Lately, it seems I have gotten into the habit of turning every little problem into a great big catastrophe. To put it mildly, I have developed a tendency to overreact. I think a big part of it is situational--winter season has not started yet in California so I am not working yet and all I have to do is sit around the house and dwell on things. I have been watching a lot of TV and trying to get some decent reading time in, but mostly I find that I spend a lot of time planning for the future and stressing out. So when something minor goes wrong, I tend to spend a lot of time dwelling on it because I have nothing but time right now.
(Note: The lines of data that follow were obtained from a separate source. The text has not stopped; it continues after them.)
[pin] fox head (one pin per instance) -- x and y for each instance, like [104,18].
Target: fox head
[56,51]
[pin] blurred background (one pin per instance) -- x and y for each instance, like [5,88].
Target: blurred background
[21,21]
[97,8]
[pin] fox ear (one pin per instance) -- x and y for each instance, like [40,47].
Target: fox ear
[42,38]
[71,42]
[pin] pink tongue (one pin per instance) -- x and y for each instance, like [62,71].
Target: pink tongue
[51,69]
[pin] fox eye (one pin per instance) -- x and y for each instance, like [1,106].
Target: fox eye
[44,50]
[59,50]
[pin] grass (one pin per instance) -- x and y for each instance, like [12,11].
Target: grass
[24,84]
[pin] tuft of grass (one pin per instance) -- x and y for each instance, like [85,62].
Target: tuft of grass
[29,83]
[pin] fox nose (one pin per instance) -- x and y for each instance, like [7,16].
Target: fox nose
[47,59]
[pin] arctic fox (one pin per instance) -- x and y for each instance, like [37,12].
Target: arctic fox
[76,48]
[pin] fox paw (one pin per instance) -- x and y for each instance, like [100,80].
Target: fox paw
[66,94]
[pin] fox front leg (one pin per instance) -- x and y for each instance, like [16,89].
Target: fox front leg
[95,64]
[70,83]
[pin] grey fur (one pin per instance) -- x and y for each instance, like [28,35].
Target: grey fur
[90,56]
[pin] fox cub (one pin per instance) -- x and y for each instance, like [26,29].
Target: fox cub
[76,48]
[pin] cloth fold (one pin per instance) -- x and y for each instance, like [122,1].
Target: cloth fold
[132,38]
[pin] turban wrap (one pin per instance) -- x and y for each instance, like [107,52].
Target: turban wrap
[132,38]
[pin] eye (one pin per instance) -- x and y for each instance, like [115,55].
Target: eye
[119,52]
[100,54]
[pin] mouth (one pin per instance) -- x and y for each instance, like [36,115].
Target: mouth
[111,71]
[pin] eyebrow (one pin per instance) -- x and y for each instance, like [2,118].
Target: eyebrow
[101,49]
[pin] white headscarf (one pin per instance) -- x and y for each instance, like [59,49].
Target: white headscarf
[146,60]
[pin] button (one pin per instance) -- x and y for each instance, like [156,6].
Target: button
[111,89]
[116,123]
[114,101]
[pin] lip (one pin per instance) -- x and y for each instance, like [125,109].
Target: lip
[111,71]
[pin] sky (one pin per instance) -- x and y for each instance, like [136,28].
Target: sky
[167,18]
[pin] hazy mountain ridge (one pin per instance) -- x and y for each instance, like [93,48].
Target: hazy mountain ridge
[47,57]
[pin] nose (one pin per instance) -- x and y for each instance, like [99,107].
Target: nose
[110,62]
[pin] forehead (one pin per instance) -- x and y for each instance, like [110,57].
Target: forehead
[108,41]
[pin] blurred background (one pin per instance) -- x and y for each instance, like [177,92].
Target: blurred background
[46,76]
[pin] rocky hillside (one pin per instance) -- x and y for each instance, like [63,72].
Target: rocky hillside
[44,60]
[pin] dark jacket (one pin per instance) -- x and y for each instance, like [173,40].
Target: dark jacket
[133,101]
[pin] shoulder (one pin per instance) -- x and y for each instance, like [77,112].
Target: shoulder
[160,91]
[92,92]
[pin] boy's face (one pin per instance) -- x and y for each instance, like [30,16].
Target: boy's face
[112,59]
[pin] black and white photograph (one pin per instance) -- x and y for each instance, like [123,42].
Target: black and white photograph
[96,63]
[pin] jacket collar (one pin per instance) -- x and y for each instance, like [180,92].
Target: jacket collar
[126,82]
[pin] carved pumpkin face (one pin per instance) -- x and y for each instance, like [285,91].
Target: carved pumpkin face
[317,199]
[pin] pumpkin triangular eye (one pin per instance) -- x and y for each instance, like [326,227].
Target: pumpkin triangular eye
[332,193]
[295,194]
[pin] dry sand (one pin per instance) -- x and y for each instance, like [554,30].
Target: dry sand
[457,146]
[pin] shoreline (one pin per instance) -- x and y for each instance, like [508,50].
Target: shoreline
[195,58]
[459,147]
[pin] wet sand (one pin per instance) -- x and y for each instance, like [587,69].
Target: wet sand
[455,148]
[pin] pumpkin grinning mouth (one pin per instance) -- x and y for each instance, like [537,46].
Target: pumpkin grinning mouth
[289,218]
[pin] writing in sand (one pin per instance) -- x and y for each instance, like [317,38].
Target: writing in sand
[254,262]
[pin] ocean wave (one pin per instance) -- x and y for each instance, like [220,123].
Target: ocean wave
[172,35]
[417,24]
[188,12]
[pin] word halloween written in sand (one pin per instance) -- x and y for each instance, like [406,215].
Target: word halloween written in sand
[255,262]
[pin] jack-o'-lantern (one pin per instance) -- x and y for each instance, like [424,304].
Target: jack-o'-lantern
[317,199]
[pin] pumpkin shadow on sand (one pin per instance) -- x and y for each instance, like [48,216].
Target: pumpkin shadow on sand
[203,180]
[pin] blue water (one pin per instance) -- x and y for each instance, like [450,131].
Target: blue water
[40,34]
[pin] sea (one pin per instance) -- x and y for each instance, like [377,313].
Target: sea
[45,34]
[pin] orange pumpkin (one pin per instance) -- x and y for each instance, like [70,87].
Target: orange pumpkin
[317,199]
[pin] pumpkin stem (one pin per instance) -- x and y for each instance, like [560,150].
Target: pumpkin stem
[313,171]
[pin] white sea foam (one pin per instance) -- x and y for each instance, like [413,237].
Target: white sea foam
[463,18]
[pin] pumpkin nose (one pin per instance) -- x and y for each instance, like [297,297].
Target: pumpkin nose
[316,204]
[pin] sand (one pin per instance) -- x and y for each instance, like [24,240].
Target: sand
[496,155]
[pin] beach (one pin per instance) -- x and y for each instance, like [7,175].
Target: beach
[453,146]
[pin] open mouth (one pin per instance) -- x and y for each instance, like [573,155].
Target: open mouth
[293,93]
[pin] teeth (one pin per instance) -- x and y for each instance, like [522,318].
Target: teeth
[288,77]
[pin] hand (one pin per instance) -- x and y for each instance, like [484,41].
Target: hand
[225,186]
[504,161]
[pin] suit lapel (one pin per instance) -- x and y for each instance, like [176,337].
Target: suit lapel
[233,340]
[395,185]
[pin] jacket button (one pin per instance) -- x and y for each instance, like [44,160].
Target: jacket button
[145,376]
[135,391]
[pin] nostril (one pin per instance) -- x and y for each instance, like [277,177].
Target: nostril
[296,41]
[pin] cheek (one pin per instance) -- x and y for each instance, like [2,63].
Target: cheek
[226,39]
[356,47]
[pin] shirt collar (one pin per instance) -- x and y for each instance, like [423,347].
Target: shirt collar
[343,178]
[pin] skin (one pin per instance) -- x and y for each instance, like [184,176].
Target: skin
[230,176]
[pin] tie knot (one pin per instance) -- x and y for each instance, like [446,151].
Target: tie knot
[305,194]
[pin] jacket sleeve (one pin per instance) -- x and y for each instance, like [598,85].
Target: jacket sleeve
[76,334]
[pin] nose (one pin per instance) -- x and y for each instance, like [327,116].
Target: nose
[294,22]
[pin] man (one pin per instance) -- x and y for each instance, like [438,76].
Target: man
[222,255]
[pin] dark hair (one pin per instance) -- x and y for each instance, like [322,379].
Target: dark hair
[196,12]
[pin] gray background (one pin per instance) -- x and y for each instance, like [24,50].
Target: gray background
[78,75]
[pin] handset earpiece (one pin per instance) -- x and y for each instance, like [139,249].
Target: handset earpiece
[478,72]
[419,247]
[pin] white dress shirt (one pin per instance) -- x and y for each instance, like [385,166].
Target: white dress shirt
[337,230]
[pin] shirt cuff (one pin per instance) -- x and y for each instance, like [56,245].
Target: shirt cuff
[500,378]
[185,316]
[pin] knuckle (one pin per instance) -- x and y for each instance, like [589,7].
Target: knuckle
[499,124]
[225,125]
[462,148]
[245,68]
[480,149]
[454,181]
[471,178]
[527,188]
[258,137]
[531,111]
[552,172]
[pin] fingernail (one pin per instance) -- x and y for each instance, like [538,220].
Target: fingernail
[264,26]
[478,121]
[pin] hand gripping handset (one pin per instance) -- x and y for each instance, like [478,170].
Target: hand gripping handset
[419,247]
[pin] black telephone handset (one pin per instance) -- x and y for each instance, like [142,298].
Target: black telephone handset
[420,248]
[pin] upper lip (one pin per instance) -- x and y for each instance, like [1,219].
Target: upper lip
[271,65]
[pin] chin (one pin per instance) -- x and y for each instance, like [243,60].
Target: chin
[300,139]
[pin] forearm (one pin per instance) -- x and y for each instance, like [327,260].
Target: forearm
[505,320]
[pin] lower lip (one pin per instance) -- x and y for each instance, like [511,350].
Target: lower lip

Image Source: know your meme
Prime example: the dry desert air has been doing a real number on my contact lenses. My eyes have been getting dry and I feel like a film of dust has collected on my eyeballs. It is annoying to say the least and my vision has suffered for it. I had one last pair of contact lenses saved up but hadn't wanted to put them in because putting in my last pair means I need to order another box and I didn't want to do that until we had more income coming in. Finally, after a near-blind drive to the Redbox kiosk late last night, I decided I needed to bite the bullet and change my damn contacts. Fast-forward to this afternoon... I am searching high and low for my contacts and they are nowhere to be found. I call my mom and ask her to search around her house since I had stayed there for awhile mid-move. She looked everywhere but found nothing. I asked my boyfriend if I had maybe packed them with some of his stuff and he responded with "what do they even look like?" No help there. I searched all the toiletry boxes. I scoured the linen closet. I went to the garage and looked through all the pockets in our suitcases. I tipped shoes over and shook, hoping my contacts would come flying out. I looked everywhere. Eventually, I threw in the towel. I let my frustration get the best of me and was thisclose to a foot-stomping tantrum moment. I let my negativity take over and started feeling like no matter what I do, something is destined to go wrong.
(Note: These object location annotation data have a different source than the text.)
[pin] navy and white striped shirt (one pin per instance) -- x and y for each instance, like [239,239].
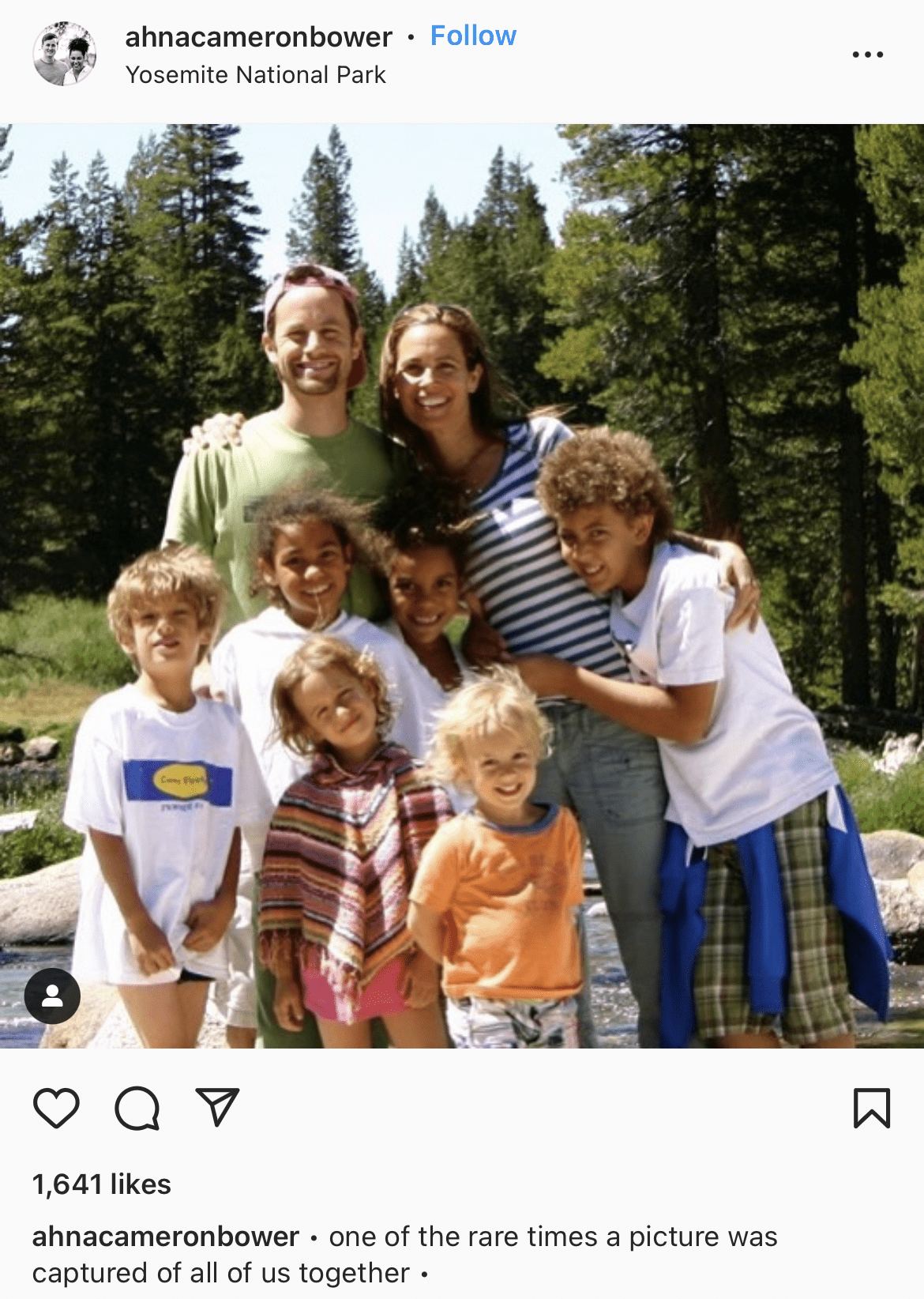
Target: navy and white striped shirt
[516,567]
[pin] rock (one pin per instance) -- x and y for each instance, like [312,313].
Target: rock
[10,821]
[903,917]
[98,1002]
[117,1032]
[103,1024]
[28,774]
[892,853]
[916,879]
[898,752]
[40,907]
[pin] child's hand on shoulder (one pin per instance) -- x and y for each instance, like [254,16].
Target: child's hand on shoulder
[543,675]
[421,985]
[208,921]
[149,946]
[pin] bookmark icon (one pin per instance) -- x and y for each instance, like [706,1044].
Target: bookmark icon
[220,1101]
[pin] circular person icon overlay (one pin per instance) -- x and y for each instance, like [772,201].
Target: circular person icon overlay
[64,54]
[52,996]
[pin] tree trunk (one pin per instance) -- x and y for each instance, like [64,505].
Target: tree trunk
[851,437]
[719,503]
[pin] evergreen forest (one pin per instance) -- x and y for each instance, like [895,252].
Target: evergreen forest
[749,298]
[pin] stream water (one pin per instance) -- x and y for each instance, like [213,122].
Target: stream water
[613,1003]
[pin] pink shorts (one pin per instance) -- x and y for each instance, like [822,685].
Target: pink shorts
[381,996]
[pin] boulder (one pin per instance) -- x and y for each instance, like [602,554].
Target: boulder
[897,865]
[103,1024]
[892,853]
[40,907]
[897,752]
[98,1003]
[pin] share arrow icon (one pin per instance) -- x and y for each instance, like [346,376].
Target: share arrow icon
[218,1099]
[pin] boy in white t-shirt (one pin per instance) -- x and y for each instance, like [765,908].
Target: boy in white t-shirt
[770,913]
[161,784]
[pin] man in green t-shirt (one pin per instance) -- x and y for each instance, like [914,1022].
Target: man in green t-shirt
[314,342]
[48,66]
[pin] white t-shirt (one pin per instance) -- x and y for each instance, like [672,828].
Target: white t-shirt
[764,754]
[430,699]
[246,664]
[173,786]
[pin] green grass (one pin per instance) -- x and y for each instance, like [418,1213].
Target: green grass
[68,642]
[56,657]
[883,802]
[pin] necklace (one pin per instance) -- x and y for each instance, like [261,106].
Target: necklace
[472,484]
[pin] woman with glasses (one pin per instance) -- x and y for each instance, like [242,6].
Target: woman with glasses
[438,395]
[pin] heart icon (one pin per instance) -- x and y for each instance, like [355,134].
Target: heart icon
[56,1107]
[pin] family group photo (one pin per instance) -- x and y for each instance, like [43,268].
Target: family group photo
[464,587]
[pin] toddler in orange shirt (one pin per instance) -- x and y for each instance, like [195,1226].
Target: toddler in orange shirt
[494,895]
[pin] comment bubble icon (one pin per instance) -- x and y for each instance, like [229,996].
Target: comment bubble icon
[138,1109]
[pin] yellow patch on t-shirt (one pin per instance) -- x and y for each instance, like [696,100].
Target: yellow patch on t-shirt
[182,780]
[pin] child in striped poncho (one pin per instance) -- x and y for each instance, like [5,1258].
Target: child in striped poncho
[340,859]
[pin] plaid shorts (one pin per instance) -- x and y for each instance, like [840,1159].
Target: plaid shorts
[480,1022]
[818,1003]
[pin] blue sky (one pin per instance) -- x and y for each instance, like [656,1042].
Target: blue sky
[393,167]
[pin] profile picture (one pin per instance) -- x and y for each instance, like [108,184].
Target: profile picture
[64,54]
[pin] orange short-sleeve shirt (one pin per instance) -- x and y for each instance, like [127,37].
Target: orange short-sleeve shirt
[506,895]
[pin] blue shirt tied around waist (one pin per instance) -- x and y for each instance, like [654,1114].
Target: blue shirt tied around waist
[683,889]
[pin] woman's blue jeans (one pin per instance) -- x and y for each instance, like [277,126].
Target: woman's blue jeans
[611,778]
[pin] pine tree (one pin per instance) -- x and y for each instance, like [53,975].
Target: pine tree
[193,222]
[323,216]
[706,288]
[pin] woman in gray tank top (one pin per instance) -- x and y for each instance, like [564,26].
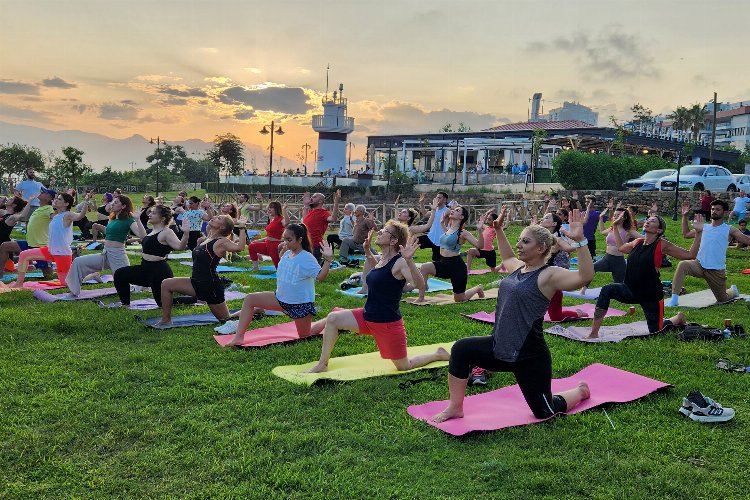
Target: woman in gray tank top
[517,342]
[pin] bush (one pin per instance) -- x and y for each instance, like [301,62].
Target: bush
[577,170]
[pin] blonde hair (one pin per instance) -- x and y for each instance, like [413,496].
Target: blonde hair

And then I wandered into my closet for the umpteenth time and my eyes settled on a gift box on the tippity-top shelf. I pulled it down and shook it, but it felt like only the tissue paper was inside. I opened it anyway and lo and behold, there were the elusive contact lenses, nestled between tissue paper and an abandoned store receipt.
Next came apologies to my mother for ranting about how much I hate life and grateful thank you's that she took the time to look. Eventually I will have to enter the man cave and tell my other half that I am sorry for my almost-tantrum over my stupid contacts, but I haven't quite worked up the courage yet. Its possible that he didn't even notice, although I suspect he hides in the man cave because he does notice when I start feeling defeated.
Of course, now that my eyes are feeling somewhat fresher and the crisis is averted (new box of contacts is currently in the mail, just in case), I feel kind of silly. I've been feeling that way a lot lately but yet I still keep freaking out over little things. I mean, I do have legitimate things to stress out over (if there is such a thing), but I really shouldn't let that carry over to the tiny things that frankly don't matter much at all. I just haven't quite figured out a way to keep calm. I hope blogging again will help, but I am open to exploring other options as well and hopefully I will eventually be able to mellow out.
What helps you to keep calm when life gets stressful?